Investors don’t fully appreciate the Federal Reserve’s “enormous shift” away from hiking rates — meaning the market could be poised for further gains, even with risks mounting, JPMorgan analyst Marko Kolanovic said on Thursday.
In its decision on Wednesday, the Fed bowed to the global slowdown by making it clear that interest rates would likely be on hold for the remainder of 2019, and that it would curtail its efforts to pare down its nearly $4 trillion balance sheet.
The move initially spooked markets, with the Dow Jones Industrial Average (^DJI), S&P 500 Index (^GSPC) and Nasdaq Composite (^IXIC) all falling in knee-jerk fashion before staging a strong rebound in Thursday’s trading.
And Kolanovic believes the rally could stretch higher, given the central bank’s decidedly dovish tone, notably in the face of growing risks including the U.S.-China trade war and the U.K.’s tortured efforts to extricate itself from the European Union.
“This is an enormous shift in monetary policy, which we believe is not fully priced into various assets such as risk-on currencies, and equities, commodities, and other value assets,” he said in a research note to clients on Thursday.

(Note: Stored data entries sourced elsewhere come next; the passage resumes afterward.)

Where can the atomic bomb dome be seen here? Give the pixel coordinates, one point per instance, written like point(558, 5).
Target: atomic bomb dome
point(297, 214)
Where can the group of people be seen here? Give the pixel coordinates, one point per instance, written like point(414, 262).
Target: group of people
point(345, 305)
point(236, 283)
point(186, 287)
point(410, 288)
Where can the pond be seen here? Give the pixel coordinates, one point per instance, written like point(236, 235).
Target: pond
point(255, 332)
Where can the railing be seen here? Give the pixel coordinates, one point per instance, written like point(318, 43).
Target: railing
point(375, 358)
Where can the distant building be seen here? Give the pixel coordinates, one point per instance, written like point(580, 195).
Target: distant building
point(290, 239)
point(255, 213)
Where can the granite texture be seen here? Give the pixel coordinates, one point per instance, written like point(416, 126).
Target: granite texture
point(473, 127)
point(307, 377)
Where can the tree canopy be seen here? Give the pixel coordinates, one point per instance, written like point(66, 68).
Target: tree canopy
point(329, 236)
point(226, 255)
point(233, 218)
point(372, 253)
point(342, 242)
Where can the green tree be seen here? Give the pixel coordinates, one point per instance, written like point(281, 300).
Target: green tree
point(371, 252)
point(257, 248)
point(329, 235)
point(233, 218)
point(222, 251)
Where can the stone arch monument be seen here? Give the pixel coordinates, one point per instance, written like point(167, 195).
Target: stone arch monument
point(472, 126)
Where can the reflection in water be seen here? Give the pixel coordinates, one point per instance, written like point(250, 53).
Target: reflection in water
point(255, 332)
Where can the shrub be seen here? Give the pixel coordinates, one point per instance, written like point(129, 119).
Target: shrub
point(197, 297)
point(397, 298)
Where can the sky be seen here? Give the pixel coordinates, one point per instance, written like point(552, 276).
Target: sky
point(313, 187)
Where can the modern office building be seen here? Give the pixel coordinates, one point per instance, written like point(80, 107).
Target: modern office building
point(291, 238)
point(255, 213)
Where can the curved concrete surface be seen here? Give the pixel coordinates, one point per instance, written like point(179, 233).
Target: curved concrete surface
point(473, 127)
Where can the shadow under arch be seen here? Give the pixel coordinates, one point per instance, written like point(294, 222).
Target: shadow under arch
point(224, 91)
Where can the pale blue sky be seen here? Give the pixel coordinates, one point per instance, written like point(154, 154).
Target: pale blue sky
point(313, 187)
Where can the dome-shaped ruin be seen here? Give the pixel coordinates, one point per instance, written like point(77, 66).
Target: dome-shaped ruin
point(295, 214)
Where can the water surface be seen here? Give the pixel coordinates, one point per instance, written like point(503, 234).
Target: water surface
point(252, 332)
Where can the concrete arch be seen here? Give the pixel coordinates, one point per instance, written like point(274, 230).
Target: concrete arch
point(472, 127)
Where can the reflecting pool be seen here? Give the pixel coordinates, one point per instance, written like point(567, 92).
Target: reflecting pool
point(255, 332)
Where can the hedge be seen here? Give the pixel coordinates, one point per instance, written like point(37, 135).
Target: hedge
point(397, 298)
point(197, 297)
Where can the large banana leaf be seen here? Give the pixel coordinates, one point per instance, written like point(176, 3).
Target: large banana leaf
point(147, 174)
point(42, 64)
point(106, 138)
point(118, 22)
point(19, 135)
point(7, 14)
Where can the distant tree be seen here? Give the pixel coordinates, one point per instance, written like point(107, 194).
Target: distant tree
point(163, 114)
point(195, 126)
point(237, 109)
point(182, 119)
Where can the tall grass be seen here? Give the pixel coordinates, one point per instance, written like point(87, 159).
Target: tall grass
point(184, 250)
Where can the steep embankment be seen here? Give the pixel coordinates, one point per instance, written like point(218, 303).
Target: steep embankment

“After this week’s Fed meeting, it is clear that the dovish turn is here to stay, and this should be a sustained tailwind for risky assets,” he wrote.
Citing the market’s strong rebound from a late 2018 sell-off, “it is plausible that just short covering, buybacks, dealers’ gamma hedging, and some limited re-leveraging drove the entire recovery,” he added. “This, in turn, opens the possibility that the current rally can continue during the spring.”
He acknowledged there was “a lot of fear” baked into current prices, leading to investors having cut their exposure to stocks.
Yet those concerns, which include high stock valuations and quarterly rebalancing, “are either not well understood or blown out of proportion by market commentators,” he said.
Ongoing negotiations between the U.S. and China – the world’s two largest economies – are admittedly “the biggest risk” to the rally, Kolanovic added. In that regard, his baseline scenario is that a deal will be struck — if for no reason other than President Donald Trump wanting to avoid a potential stock selloff and a recession.
“While Trump does want to get U.S. equity markets higher and avoid a recession going into elections next year, we worry about the administration’s ability to control some of its anti-trade impulses,” the analysts wrote.